The interesting object shown here caught our marketing volunteer's eye on a rainy day in the West Cloister of the Isabella Stewart Gardiner Museum in Boston, and its singular beauty immediately inspired its use it to promote today's concert.
As seen through the textured glass window, all distinction of time and place are rendered indistinct, yet the enduring grace and elegance of this object are clear.

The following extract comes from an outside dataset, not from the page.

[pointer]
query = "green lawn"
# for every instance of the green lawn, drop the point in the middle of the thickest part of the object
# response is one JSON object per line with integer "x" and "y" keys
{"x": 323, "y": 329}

Those who have visited the Gardiner Museum know that, in keeping with its preservation as a historic home, there are no informational placards such as there would be in a typical museum. So our volunteer wrote to a museum curator to enquire, and received this information: "Godfrey Evans, Keeper of Metalwork and Sculpture at the Royal Museums of Scotland, Edinburgh, examined this piece. He said that the piece is missing its defining element which would have been above the cup just above center. It is [very likely a] north Italian bell casing (which would have had a hook from which the bell was suspended)." It is about three feet high and crafted of wrought iron.
Isabella Stewart Gardiner loved Italian culture and art and visited Italy often, bringing back with her the treasures that fill her Italianate-styled villa on Boston's Fenway. Just as the museum remains as an enduring record of her life-long passion for Italy art and style, so does Mozart's music, including the Requiem, convey the grace and elegance of Italian music, particularly the melodic riches of the Italian operatic style.
The combination of straight structural elements with the arabesque, vine-like extensions inspired the use of a combination of fonts in the promotional image. On Sunday, listen particularly for the intertwining melodies of the Recordare, as four solo voices trace melodic patterns that are remarkably like the curving traceries of this intriguing object.